Des exemples concrets qui font réfléchir
Une marée noire qui déclenche des opérations de nettoyage massives fait monter le PIB. Pourtant la richesse naturelle détruite est considérable. Le PIB comptabilise l’effort de nettoyage – pas la perte écologique.
Un pays ravagé par une catastrophe naturelle voit son PIB chuter temporairement, puis augmenter fortement lors de la reconstruction. Est-il plus riche qu’avant le désastre ? Pas nécessairement – il reconstitue ce qui a été détruit.
Et si je tonds mon gazon et que mon voisin tond le sien, rien n’est comptabilisé. Mais si on échange nos services, cela devrait théoriquement entrer dans le PIB. Exactement le même résultat. Pas la même mesure.

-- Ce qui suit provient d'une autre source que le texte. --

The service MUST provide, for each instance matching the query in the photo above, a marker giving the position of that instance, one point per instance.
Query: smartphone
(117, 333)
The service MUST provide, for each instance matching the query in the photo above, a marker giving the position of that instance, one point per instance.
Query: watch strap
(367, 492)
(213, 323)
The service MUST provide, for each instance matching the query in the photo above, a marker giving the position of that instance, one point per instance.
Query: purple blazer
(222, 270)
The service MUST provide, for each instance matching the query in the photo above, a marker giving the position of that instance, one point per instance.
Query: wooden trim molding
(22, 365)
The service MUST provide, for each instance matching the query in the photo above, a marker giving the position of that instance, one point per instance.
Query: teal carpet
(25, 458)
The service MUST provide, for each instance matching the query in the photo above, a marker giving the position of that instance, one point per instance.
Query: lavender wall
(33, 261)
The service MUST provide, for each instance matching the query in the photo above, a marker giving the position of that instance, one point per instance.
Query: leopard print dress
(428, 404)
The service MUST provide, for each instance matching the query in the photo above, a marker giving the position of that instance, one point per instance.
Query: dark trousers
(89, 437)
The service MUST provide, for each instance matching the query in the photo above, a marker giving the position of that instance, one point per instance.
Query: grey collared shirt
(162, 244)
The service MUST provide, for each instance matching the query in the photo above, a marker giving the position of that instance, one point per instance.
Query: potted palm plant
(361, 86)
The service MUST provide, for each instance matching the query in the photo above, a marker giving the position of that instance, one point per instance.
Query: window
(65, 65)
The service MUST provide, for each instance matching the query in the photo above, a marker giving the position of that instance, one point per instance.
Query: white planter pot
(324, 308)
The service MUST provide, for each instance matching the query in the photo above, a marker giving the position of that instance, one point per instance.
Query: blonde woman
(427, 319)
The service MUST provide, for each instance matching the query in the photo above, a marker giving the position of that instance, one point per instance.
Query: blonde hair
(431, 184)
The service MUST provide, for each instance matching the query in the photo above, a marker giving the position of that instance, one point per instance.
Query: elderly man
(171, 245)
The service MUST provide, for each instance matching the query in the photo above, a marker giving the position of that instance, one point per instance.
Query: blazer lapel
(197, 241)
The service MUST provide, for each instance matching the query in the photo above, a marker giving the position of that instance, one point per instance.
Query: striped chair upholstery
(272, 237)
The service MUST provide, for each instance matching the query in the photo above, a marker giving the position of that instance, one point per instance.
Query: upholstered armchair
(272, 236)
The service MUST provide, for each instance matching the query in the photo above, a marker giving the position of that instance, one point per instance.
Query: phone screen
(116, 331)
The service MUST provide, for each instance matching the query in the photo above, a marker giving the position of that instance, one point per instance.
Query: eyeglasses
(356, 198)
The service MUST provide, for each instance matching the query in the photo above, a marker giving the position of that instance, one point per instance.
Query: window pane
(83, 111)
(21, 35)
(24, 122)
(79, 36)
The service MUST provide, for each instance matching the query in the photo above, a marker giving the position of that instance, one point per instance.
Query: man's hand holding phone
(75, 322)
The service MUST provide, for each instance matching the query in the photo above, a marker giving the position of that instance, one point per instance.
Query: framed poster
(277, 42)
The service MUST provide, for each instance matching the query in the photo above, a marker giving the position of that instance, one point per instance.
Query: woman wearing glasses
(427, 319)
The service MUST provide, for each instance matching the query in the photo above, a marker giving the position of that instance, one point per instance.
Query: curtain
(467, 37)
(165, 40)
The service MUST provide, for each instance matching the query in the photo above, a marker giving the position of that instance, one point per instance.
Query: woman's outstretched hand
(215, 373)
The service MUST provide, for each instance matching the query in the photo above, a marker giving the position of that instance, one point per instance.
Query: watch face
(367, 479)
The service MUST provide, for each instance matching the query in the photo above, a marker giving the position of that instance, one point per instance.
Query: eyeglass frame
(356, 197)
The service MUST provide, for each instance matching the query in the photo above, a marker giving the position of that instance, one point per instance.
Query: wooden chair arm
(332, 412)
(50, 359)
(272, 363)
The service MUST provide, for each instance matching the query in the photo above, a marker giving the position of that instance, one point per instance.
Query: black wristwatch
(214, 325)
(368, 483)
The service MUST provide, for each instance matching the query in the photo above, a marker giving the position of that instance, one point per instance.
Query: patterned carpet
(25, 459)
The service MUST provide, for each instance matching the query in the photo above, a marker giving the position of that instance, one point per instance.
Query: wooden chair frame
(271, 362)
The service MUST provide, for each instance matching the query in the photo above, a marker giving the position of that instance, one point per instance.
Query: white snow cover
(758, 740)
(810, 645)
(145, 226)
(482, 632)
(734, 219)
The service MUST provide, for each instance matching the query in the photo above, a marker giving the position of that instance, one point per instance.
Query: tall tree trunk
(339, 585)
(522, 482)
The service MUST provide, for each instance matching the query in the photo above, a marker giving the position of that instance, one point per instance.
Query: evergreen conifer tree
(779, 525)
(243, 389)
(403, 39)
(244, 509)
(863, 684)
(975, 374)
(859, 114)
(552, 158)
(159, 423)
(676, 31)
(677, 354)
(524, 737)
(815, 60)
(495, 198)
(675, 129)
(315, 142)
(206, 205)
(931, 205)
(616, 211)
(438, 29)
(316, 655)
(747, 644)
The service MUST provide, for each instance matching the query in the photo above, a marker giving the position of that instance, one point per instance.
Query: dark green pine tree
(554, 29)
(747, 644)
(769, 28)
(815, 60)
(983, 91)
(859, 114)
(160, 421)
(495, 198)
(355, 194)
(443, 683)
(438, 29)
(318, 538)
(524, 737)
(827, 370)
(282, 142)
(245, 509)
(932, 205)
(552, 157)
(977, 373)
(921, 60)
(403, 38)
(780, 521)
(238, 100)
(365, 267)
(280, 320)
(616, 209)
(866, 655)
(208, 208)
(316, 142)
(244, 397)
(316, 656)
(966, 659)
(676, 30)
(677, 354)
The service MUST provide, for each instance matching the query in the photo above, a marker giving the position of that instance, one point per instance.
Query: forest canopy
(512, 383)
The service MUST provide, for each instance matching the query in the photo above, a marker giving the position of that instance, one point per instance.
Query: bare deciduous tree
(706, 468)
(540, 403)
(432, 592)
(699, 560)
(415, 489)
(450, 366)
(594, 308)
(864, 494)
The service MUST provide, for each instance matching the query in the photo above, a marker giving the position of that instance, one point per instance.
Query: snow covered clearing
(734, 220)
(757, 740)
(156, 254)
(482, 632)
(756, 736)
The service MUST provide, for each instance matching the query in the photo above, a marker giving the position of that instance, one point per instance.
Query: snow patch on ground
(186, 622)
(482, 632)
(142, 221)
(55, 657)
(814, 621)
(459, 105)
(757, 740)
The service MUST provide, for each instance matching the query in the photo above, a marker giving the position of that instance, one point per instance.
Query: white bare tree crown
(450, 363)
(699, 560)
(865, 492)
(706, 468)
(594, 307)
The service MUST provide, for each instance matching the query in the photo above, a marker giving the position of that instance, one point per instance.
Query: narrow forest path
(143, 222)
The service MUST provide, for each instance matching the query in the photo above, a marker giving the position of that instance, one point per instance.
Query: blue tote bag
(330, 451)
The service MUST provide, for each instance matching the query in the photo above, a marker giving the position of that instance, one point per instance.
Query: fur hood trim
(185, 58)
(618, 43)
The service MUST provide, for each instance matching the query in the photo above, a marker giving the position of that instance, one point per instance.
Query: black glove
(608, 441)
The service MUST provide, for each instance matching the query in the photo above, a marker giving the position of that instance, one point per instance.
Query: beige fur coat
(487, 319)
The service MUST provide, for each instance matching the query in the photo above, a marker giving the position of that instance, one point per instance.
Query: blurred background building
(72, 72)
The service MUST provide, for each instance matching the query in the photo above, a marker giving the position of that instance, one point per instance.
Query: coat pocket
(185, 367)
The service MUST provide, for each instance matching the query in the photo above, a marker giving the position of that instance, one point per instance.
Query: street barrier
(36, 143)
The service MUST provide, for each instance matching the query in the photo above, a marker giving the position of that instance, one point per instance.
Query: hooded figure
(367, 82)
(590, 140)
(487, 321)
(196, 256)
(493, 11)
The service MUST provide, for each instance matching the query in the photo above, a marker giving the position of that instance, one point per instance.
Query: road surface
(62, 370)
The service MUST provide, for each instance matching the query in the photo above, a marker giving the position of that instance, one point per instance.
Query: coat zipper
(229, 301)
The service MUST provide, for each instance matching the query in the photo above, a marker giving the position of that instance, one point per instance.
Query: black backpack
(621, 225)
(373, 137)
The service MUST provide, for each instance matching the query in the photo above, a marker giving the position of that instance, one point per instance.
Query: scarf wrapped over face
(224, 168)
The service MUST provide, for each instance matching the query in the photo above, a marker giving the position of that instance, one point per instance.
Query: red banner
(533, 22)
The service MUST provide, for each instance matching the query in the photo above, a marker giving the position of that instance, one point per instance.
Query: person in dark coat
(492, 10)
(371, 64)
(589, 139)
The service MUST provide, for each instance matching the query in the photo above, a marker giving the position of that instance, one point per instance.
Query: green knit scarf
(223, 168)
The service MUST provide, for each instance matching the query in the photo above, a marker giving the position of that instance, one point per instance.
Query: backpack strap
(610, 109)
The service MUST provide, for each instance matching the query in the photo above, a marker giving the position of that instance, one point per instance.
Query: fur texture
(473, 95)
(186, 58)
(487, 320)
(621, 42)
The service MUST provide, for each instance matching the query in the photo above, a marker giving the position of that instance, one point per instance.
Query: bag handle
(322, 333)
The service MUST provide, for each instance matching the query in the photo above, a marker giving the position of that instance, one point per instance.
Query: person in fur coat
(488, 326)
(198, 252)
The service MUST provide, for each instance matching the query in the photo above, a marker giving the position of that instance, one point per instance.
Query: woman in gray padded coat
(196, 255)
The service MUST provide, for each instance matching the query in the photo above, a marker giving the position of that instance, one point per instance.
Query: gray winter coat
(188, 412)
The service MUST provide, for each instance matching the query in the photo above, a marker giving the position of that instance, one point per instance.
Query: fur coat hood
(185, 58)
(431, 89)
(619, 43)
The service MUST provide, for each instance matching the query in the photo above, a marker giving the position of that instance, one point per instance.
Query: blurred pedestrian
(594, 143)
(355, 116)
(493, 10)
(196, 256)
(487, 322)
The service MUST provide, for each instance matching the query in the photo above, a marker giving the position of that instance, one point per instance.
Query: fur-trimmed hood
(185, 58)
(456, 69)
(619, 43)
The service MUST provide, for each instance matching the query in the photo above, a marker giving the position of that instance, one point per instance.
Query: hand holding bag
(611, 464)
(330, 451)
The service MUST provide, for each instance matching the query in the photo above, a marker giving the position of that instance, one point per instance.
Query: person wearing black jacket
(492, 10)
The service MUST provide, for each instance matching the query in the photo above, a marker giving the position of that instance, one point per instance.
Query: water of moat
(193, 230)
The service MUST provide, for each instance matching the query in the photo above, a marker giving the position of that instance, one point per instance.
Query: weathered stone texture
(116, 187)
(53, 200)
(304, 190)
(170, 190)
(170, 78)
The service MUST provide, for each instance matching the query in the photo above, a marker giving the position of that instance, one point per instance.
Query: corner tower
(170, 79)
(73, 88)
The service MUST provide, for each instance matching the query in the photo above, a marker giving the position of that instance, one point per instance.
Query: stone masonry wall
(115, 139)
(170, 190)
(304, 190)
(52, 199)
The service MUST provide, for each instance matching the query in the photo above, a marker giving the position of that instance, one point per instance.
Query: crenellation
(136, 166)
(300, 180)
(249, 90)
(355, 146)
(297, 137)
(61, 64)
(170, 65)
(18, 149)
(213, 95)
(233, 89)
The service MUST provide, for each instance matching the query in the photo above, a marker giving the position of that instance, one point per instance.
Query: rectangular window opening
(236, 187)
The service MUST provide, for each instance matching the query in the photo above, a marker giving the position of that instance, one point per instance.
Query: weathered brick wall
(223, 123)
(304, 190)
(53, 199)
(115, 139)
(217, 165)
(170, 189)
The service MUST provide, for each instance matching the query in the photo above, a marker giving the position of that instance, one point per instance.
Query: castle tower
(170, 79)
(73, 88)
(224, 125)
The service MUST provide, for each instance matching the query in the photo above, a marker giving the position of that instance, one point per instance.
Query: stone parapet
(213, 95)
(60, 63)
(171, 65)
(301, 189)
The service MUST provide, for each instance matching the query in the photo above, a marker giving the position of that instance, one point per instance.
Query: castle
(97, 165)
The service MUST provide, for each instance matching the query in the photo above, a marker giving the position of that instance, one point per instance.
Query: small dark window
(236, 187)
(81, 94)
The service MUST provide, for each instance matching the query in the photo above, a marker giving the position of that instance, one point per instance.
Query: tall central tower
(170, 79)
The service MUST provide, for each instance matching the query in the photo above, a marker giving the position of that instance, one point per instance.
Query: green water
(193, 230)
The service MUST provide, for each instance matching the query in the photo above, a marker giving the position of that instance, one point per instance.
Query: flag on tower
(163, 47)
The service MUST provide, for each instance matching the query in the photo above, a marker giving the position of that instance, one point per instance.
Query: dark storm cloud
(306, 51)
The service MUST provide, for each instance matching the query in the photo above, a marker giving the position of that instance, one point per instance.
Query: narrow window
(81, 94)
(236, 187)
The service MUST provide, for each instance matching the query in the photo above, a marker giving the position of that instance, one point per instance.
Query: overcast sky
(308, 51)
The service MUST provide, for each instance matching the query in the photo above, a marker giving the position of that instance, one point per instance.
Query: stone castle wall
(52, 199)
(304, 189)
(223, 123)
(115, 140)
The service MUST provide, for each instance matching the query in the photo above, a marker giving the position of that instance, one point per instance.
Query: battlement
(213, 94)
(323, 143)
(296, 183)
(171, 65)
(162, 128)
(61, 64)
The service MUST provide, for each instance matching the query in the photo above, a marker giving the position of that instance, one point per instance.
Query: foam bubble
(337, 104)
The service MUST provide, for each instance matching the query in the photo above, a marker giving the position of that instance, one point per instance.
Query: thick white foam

La guerre, la reconstruction et les Trente Glorieuses
Les Trente Glorieuses (1945-1975) sont souvent citées comme un modèle de croissance. Mais une part significative de cette croissance consistait à reconstruire ce que la guerre avait détruit. Le PIB mesurait l’activité de reconstruction – pas seulement la création de richesse nette.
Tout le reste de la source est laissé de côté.